The memory maker increased its planned U.S. investment to over $250 billion through 2035, aiming to produce 40% of its DRAM in the U.S. It planned $3 billion in U.S. IC supply-chain investments, including a $500 million financing for GlobalWafers' 300mm silicon wafer facility in Texas with a ten-year wafer supply agreement. The company also secured a long-term strategic customer agreement with Ford for memory and storage solutions for next-generation vehicles and began construction on a $9.3 billion expansion of its Hiroshima facility.
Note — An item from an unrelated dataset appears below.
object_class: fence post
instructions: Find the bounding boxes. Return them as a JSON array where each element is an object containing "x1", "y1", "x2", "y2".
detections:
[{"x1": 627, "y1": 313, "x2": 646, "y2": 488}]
Other major developments include Apple's $30 billion commitment to Broadcom for custom silicon, and various strategic deals involving material acquisition, co-development in semiconductor platforms, and capacity expansions for agentic inference chips by SambaNova.

Full Take

The collection of announcements reveals a systemic push across the semiconductor ecosystem toward massive geopolitical realignment, vertical integration, and advanced computation architectures. The dramatic increase in investment by memory makers and the focused supply-chain financing indicate an effort to secure domestic and allied manufacturing capacity, particularly for cutting-edge technologies like DRAM and AI accelerators. Simultaneously, the interplay between fundamental research (quantum, analog in-memory computing) and immediate industrial application demonstrates a tension between long-term theoretical exploration and immediate commercial deployment. The persistent narrative surrounding talent shortages, as evidenced by workforce projections and industry concerns about skilled trades in fabrication, suggests that infrastructural scaling is bottlenecked not just by capital, but by the human and physical capacity to execute complex manufacturing processes. Furthermore, the philosophical gap noted in AI models regarding human values underscores a risk: technological advancement decoupled from broad societal consensus can lead to powerful systems operating on unaligned assumptions, raising questions about the governance needed for technologies like quantum computing and advanced AI judging. The integration of legal frameworks (patent disputes) alongside physical infrastructure builds a complex reality where market ambitions are constantly mediated by legal boundaries and existential security concerns regarding AI and cyber resilience.